Tuesday, July 21, 2009

The Reader - Pithy and Poignant

Pithy – Concise and expressive; Poignant – evoking a keen sense of sadness. This is how my Pocket Oxford Dictionary defines these words and this is exactly how I feel now after completing ‘The Reader’ by Bernhard Schlink. Some novels leave me drained emotionally and in a sense physically too though in a strange fashion. I get so involved in them that to be disturbed from reading kindles unreasonable anger and a strange state of weariness. I become irritable and often find myself at a loss to respond to any conversation.

This novel would squarely fall under that category. With its pithy prose and taut flow, it was unputdownable and intellectually stimulating, always pushing the borders. Some readers of this post would have seen the movie though I haven’t. I would like to hear from those who have seen it on how they felt. I am very curious to see the movie now because to capture such a novel in visual form would require great skill and craft.

Coming to the novel, Hannah is a woman who has worked as a prison guard in the SS during the Nazi period. Post war, she leads a routine life until she meets Michael, a 15 year old in strange circumstances. What follows is a period of lovemaking – Michael wants to feel grown up, is eager to forget his illness and finds in Hannah an attractive Woman who is determined and forceful in a manner that is seductive. He is eager to please her and wants to be in her good books.
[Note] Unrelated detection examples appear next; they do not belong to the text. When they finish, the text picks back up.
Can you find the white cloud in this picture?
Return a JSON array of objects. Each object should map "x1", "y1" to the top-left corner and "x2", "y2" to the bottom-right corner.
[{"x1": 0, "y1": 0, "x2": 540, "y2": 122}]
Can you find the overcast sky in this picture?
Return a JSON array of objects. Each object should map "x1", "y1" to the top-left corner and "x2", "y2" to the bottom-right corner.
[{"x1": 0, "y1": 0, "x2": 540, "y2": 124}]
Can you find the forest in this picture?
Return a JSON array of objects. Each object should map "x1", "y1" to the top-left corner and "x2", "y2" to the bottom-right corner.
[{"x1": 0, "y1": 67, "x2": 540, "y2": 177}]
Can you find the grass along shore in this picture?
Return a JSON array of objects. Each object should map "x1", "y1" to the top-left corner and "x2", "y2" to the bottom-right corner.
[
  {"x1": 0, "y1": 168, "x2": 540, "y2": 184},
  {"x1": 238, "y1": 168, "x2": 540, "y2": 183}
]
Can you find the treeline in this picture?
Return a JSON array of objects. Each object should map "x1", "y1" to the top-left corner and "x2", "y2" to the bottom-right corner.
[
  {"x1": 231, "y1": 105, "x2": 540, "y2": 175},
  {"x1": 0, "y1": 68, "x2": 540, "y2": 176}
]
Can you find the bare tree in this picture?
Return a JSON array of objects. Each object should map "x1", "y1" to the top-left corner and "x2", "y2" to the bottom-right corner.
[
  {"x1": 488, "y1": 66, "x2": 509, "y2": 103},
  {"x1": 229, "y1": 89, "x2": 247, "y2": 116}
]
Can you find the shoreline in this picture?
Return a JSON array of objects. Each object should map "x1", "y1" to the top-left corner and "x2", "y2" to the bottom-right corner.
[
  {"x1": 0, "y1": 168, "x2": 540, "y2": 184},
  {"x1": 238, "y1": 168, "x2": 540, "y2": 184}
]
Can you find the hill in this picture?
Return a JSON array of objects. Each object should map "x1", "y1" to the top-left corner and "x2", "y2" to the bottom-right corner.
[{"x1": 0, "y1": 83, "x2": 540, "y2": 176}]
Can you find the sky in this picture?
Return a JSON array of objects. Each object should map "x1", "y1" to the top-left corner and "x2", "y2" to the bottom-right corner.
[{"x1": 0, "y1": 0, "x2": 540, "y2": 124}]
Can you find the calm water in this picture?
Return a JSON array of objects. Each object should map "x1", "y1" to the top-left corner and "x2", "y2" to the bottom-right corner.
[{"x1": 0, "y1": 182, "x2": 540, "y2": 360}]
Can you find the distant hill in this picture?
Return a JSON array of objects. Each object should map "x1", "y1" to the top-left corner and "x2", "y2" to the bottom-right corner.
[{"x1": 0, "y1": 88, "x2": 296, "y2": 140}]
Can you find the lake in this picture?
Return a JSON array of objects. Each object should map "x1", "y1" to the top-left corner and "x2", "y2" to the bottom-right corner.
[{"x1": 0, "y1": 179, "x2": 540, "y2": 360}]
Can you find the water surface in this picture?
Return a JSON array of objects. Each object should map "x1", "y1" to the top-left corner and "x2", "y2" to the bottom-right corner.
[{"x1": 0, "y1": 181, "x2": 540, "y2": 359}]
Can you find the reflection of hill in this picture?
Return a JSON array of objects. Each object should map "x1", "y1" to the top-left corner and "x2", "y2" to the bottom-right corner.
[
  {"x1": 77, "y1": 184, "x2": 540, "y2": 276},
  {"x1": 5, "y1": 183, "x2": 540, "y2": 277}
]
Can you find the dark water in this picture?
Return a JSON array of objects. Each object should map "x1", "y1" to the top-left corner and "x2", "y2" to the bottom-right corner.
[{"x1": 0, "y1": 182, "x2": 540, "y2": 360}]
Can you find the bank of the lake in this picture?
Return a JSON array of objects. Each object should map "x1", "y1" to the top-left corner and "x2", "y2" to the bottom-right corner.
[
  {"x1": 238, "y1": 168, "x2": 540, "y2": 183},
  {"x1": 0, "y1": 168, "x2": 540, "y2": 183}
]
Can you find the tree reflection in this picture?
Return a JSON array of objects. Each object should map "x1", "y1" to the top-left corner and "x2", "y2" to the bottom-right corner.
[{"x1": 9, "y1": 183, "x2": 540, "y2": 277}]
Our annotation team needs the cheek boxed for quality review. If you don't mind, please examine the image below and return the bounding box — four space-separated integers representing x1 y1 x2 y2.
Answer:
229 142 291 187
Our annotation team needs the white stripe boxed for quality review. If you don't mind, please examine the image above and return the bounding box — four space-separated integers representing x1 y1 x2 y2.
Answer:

Hannah indulges in this “kid”, their difference in age rarely getting in the way of each other’s needs. Slowly, he begins to read to her from novels which she encourages and admires. Years later, Michael meets Hannah in quite different circumstances when the past seems to have caught up with her and she is charged with the crime of standing by indifferently when several prisoners are engulfed by flames. The circumstances of their death make her seem brutal while nobody could comprehend the reality in a way Hannah seems to.

She has a secret: her illiteracy. She guards it with a determination that is self destructive. When Michael comes to know about it, he is confronted with several moral questions. Should he against Hannah’s wishes try to save her? Is she a criminal? Did she have any alternative when flames were engulfing the innocent prisoners? What is the role of law in retrospectively delivering justice? What is the moral position of people who looked the other side when the establishment cruelly targeted a community?

In raising all these questions, there is a never a discordant note. Michael is unable to lead a normal life; Hannah follows him in his memories whatever he does. The writing is beautiful in several parts when the author unravels the working of the mind.

“But behavior does not merely enact whatever has already been thought through and decided. It has its own sources, and is my behavior, quite independently, just as my thoughts are my thoughts, and my decisions my decisions.”

“Is this what sadness is all about? Is it what comes over us when beautiful memories shatter in hindsight because the remembered happiness fed not just on actual circumstances but on a promise that was not kept?”

Towards the end of the novel, I was overcome with sadness at Hannah’s fate. The manner in which we take others for granted, assume things about people without ever confronting is conveyed so matter-of-factly that it deserves a place among the very best books I have read.

In categorizing books we make the mistake of choosing words that are worn with overuse. While talking about them, we make the same mistakes. ‘The Reader’ presents a complexity that is quintessential here. This is a must read for any serious book lover. It tells a story that would have a resonance with every man and woman!

There is always a greater satisfaction I experience from reading literature that is not contemporary. Is it because such books satiate a yearning within me that is hard to define or is it because contemporary subjects don’t afford the pen a certain gravity and poise? The question is open and answers are welcome…


The Layman said...

I saw the movie and I haven't read the novel.

To be honest, it was a very good movie which managed to touch the right chords. But I doubt whether it has captured the intensity of the relationship between Hannah and Michael going by your description of the novel.

Don't keep your expectations too high and I'm sure it would be acceptable if not impressive.

There is always a greater satisfaction I experience from reading literature that is not contemporary. Is it because such books satiate a yearning within me that is hard to define or is it because contemporary subjects don’t afford the pen a certain gravity and poise?

A very interesting question because I feel the same about literature/movies based on contemporary events. I have always felt that it is the strong desire to know a past of which we were never a part. To know about the times in which our parents and grand parents lived. Probably in search of an innocence in people, places...

When everything is available in abundance, the charm goes out of things. I have always felt it makes our life ordinary.

I dont know if I am making sense. Probably it is just a race against time. To know people, places and events who we can never meet ..

A strange love for things lost and forgotten.

Shiva said...

Thanks Layman for your take on the movie. Hope to see it soon...

On the yearning for the past, I think your point is very good. It does play a major part..the longing to somehow get a window into the events of the past... and books fill the void quite well!